Legend has it that there are male quilters, and straight ones at that, but even near San Francisco the Other and I were the only men prowling the aisles of bolts. Not that anyone made us feel uncomfortable—they were more than happy to chat with me about my projects. Too happy, in fact: at New Pieces, they got me flustered by asking what sort of things I quilted. What did they mean? Pieced or appliqued? Traditional or modern? What did they want from me? Modern quilting is difficult to describe to a quilter sometimes, 'cause you can't just say, "Oh, it's nine-patch blocks set on point." I guess at this point I only really talk about quilting with people who already know me, who know my taste and my general aesthetic sense. Or perhaps I just felt weird that the fabric I was buying was mainly for building a stash instead of for a specific project.

vintage check fabric vintage bird fabric

We also found a great antique shop with an enormous pile of vintage fabrics—the mythical kind of pile I kept hearing was out there, but had never actually found.

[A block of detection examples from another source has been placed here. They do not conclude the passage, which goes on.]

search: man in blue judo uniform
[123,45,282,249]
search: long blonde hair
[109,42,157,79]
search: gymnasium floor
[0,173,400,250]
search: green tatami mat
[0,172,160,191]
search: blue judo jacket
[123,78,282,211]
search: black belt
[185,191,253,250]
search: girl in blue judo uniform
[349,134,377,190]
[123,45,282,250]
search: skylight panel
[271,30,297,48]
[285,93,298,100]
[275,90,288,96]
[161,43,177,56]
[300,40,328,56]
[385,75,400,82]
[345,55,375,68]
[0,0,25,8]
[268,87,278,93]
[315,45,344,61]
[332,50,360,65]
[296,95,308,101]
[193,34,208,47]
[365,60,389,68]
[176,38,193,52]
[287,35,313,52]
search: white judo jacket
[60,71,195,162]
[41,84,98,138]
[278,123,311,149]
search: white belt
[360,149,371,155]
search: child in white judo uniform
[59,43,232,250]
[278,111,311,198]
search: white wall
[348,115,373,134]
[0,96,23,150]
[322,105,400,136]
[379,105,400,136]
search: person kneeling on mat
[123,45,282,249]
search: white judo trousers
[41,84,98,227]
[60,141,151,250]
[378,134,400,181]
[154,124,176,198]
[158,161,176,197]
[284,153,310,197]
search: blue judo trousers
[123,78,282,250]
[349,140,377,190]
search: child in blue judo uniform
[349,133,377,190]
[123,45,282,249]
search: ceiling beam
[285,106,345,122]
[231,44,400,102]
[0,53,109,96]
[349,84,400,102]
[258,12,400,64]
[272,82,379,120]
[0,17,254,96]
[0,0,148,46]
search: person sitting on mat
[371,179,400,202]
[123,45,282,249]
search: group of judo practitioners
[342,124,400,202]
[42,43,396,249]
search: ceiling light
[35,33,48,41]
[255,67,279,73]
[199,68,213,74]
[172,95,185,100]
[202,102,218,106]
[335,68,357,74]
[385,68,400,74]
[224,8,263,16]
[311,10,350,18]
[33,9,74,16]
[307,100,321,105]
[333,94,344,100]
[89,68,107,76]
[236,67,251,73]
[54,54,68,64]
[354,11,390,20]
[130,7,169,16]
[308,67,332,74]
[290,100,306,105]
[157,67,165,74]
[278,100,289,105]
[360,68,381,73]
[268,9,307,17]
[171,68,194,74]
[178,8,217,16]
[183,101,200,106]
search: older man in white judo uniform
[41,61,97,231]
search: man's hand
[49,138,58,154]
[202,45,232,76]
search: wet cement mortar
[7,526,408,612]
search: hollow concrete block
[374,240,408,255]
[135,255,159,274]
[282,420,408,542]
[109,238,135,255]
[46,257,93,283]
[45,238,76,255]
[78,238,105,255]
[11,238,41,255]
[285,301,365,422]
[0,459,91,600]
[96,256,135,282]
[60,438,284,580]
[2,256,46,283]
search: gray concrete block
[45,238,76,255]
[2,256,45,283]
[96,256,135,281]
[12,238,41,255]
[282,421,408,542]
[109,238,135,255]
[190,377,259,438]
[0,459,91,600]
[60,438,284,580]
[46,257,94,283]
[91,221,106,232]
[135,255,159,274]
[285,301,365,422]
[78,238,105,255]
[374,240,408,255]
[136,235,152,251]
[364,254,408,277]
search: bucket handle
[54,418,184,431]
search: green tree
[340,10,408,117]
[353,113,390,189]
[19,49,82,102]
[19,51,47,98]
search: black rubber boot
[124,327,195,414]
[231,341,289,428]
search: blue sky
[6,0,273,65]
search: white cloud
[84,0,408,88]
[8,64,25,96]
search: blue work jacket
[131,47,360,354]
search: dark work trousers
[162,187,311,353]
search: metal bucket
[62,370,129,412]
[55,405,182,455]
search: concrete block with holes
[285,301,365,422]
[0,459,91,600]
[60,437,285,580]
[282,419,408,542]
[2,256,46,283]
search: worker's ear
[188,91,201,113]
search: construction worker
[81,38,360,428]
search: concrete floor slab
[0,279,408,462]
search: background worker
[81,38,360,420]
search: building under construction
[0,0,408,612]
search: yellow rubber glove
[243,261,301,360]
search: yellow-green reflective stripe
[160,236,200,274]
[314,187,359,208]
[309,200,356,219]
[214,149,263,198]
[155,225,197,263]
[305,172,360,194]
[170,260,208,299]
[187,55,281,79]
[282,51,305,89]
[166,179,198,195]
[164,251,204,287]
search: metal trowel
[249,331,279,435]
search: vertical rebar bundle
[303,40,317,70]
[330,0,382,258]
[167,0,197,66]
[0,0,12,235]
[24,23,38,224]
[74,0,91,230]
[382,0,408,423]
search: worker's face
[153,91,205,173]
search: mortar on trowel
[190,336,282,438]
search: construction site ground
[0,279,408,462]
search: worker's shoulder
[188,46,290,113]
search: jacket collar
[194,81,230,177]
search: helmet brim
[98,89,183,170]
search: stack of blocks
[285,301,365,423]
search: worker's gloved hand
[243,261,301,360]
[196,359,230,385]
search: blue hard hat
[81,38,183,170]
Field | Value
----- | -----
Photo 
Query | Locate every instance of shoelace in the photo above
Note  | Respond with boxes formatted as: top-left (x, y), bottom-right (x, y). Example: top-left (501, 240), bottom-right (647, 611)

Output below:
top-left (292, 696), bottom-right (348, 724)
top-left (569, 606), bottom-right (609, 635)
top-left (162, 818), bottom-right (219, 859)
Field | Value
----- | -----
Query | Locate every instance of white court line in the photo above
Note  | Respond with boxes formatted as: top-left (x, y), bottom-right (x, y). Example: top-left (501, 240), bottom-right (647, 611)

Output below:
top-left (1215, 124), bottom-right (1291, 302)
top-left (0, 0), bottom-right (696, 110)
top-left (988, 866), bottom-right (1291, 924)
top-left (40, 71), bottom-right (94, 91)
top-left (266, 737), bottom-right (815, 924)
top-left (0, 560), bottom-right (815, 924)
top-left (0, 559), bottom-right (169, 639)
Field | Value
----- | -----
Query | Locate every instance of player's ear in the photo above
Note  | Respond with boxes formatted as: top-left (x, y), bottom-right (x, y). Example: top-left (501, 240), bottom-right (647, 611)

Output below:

I bought a nice mustardy check for the Other's quilt and some bird print for me. I'm not sure what I'm going to do with it yet, but I love it. It looked like one of those vintage fabrics that incite blogospheric swooning (like almost anything Lisa at A Bird in the Hand posts—where does she find that amazing fabric?), so I knew it had to be mine.

A lesson I learned from the Mother after I came back from vacation: do not be deceived by fat quarters. For cheapish fabrics, a quarter yard cut from the bolt can often be less than the precut fat quarters, so unless you need a big square, beware. But am I the only one a bit hesitant to ask the ladies to cut something? It feels like more of a commitment to the fabric, I guess. That's how they getcha.

And speaking of the Mother, she called Friday to say she finished quilting my Plain Spoken quilt! I'm getting my binding fingers ready as I type.